Your Child May Need an Individualized Education Plan – by Karen Buccola

June 8, 2010

How did your child do this year in school?  Were you disappointed when you saw the grades on that final report card?   It can be a letdown from that feeling most of us have in the fall when the school year is just beginning and your child is starting off the year with a clean slate.  Now it’s the end of the year and you find yourself asking, “What happened?” Or you may have been frustrated because you’ve been watching your son or daughter struggle but haven’t known why or how to help.

It’s hard to face up to the reality that your child may not be living the dream you had when you first held them as an infant and you thought they could be a doctor, lawyer or even President of the United States.  But life and school often turn out to be much more of a struggle than we remember it being when we were kids. 
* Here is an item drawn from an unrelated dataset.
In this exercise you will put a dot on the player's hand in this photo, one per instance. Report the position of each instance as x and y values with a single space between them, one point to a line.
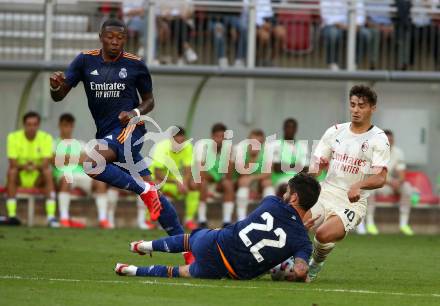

Take heart.  Next year CAN be different.  The first step is not to be afraid to ask your child’s school for help.  Ask the school to test your child to see if there are any learning issues, such as attention problems, dyslexia, poor working memory, or visual or auditory processing deficits.  Sometimes a request for testing is met with a less-than-enthusiastic response by the school administration, because testing is an involved and expensive process.  However, by law, you have the right to ask to have these tests conducted and within a reasonable amount of time.  The results will be shared with you at a formal meeting where everything should be explained to your satisfaction.  If an issue is found, then an IEP or Individualized Education Plan is created for your student.  Each year this plan will be reviewed in a meeting with the school and your family.

In a future blog, we’ll provide some helpful hints on how to get the most from your child’s IEP meeting.  In the meantime, don’t wait to get the process started.  Your child needs help and help is there if you ask for it.